Comme le titre du roman l’indique, l’Amour n’est pas le seul thème, et celui-ci est mis en relation avec le thème de la misère humaine. D’abord une misère économique, car les protagonistes vivent dans la pauvreté et la précarité. On suit leur quotidien harassant, dans lequel ils peinent à joindre les deux bouts, dans lequel chaque jour est une lutte pour trouver le moyen de payer son loyer, ou de se nourrir, et malgré tout, le vieux Makar est prêt à s’endetter pour permettre à sa bien-aimée de s’offrir quelques loisirs. Certes c’est d’abord un sacrifice financier, mais il y a également dans ce roman une notion de sacrifice moral et psychologique. En effet, Makar réprime « par amour » ses sentiments amoureux profonds à l’égard de Varenka. Cela semble paradoxal, mais le vieillard doit bien sentir le décalage avec la jeune femme. Il l’aime intensément, mais intensément à la hauteur de son propre désespoir. Etant un homme faible et pauvre, il n’espère rien avec elle, mais il souhaite par son amour apaiser ses souffrances, lui apporter de la joie, simplement se soucier d’elle. Un amour désintéressé en somme qui serait le stade ultime du sentiment amoureux, même si le désintéressement dans les relations rentre pour moi en contradiction avec la nature humaine égoïste, dans laquelle chacun est maître de sa propre vie, et agit dans son intérêt.

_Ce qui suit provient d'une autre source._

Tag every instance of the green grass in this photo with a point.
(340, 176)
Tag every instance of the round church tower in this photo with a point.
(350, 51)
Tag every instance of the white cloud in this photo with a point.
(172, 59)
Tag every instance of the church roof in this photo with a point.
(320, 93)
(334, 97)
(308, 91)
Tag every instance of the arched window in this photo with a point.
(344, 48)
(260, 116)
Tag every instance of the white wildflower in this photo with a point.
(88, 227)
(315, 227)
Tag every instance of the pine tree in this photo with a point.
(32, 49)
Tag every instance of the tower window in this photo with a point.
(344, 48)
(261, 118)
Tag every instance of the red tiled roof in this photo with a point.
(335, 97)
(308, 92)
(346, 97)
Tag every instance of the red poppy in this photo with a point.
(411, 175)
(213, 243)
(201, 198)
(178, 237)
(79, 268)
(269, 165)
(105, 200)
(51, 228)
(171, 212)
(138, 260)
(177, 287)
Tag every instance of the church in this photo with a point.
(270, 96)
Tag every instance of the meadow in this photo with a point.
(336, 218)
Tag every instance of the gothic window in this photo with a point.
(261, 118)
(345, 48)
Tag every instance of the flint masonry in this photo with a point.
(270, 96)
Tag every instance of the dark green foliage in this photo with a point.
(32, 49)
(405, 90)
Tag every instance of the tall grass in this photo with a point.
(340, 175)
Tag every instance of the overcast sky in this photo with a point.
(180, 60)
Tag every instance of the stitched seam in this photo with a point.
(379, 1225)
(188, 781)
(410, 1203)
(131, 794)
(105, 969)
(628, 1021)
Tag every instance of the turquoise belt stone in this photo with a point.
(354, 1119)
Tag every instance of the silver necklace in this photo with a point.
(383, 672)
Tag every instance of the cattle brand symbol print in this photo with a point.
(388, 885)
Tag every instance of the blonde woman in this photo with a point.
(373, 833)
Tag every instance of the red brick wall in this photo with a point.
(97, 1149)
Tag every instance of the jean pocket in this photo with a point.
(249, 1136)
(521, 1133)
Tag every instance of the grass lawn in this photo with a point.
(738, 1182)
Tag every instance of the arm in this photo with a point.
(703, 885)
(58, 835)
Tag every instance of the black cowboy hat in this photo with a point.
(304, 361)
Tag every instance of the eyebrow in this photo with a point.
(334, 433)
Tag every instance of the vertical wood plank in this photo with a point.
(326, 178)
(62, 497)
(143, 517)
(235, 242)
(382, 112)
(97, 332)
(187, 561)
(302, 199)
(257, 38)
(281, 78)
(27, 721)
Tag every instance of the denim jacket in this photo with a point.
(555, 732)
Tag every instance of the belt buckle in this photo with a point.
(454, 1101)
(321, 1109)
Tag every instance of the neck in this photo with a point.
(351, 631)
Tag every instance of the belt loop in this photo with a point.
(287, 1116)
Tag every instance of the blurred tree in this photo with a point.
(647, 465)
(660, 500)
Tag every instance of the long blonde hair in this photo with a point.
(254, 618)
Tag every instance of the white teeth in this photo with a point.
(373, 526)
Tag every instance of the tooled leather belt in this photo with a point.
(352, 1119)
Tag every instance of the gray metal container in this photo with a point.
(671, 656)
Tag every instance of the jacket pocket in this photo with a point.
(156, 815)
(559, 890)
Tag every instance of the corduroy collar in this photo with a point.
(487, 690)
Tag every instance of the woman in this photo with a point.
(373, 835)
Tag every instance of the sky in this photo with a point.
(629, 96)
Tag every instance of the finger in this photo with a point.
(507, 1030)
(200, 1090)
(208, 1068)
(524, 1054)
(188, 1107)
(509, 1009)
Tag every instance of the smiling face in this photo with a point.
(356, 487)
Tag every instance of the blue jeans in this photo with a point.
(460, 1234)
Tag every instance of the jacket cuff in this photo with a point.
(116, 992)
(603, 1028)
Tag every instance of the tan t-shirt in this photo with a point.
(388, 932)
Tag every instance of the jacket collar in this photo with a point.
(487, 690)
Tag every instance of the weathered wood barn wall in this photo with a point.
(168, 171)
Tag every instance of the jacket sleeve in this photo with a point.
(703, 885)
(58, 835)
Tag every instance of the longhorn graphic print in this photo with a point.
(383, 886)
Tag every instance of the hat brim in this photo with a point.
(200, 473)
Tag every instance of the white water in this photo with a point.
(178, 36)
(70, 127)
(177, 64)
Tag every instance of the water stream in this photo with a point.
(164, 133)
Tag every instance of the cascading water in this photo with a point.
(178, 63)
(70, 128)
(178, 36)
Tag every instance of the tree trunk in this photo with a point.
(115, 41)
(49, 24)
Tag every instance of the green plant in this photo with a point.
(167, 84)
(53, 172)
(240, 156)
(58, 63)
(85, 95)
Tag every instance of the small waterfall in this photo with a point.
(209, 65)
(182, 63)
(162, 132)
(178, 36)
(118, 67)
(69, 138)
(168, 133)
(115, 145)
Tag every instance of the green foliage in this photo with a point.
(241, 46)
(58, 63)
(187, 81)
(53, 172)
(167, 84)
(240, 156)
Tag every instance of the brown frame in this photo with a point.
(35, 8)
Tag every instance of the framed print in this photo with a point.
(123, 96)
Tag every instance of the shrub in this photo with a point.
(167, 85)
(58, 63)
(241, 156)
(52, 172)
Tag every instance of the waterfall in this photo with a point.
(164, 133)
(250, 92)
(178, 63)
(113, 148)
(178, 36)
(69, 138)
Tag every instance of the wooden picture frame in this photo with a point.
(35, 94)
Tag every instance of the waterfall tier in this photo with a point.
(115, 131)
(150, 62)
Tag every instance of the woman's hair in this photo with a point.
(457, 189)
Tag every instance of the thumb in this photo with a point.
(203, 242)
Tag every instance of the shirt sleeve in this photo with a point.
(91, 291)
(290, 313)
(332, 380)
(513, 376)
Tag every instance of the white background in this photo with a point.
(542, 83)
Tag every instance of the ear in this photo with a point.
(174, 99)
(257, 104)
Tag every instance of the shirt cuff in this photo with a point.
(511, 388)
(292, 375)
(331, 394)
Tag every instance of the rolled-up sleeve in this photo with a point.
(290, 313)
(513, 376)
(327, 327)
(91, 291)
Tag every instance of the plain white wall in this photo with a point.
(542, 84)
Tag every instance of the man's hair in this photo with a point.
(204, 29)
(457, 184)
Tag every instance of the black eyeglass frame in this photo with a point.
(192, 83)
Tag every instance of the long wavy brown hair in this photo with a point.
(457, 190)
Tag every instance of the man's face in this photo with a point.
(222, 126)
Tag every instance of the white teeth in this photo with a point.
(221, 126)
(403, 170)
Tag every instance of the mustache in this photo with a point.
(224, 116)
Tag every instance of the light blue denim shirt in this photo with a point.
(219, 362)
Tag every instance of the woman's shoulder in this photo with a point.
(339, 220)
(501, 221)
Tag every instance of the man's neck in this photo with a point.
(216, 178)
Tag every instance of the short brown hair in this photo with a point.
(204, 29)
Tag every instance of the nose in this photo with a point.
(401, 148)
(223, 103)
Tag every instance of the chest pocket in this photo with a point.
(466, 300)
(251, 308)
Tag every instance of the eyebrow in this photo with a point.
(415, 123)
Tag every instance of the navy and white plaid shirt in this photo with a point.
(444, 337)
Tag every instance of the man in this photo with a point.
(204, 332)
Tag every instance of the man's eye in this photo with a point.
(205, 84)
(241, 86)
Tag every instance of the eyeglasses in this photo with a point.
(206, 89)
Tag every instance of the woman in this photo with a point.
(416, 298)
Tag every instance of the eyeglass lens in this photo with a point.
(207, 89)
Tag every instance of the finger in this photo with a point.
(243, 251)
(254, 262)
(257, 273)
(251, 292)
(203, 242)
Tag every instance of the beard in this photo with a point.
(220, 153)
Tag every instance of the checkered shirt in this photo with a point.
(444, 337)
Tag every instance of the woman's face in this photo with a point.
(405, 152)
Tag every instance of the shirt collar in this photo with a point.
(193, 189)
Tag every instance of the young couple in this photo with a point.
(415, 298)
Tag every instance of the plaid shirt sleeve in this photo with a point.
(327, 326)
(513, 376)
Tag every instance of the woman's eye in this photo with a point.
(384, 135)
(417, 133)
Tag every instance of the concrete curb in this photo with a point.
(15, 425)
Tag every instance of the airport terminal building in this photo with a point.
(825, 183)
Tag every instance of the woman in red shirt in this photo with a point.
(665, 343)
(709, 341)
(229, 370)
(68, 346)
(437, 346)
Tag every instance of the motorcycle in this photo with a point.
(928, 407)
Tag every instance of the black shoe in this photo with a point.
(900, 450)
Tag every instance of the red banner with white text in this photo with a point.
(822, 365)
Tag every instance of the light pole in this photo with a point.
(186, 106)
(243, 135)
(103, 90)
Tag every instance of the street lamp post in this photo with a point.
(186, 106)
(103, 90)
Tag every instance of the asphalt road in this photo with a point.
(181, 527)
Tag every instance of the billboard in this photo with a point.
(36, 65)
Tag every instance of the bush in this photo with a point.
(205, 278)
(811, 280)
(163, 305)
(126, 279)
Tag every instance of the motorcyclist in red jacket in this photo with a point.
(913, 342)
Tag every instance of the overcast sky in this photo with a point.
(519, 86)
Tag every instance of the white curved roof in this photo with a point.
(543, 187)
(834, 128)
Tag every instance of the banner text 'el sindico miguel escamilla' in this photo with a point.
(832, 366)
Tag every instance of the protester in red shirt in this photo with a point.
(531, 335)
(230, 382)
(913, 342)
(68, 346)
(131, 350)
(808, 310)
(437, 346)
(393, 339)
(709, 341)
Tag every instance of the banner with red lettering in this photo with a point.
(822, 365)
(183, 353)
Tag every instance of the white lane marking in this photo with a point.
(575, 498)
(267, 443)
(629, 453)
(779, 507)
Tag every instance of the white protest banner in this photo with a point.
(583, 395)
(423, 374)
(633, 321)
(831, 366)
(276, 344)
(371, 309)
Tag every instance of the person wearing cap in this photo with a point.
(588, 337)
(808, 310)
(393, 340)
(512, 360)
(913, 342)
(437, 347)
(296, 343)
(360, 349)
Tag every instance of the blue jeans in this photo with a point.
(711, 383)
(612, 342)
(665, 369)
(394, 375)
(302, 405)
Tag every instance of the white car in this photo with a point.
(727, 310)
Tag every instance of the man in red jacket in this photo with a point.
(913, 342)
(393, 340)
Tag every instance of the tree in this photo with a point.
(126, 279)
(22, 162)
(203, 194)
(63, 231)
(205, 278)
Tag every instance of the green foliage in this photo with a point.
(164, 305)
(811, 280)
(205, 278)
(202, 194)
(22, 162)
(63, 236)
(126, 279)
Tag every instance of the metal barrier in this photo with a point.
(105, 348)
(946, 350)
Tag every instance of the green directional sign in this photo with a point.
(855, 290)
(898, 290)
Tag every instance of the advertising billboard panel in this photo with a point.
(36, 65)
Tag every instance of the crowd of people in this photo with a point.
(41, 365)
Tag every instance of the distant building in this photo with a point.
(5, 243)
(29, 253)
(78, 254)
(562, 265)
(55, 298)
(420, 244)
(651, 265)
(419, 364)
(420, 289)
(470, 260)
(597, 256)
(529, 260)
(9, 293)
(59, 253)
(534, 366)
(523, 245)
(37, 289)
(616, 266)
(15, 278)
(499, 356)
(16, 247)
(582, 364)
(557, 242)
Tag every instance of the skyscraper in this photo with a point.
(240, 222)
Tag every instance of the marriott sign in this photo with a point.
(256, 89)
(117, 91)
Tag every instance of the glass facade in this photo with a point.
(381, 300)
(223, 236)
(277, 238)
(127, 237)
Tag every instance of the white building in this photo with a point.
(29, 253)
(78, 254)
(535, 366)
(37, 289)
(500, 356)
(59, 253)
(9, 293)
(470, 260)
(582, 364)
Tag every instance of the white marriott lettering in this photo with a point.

A noter un contraste intéressant avec « Les Nuits blanches » écrit un peu plus tard, dans lequel la femme est décrite comme cruelle et insensible, alors qu’elle est ici décrite comme délicate et compatissante, même dans un contexte tragique. Si la fin est prévisible, elle n’en reste pas moins déchirante d’émotion. Un roman poignant, original, rapide à lire, et qui a le mérite de réconcilier avec le style naturaliste.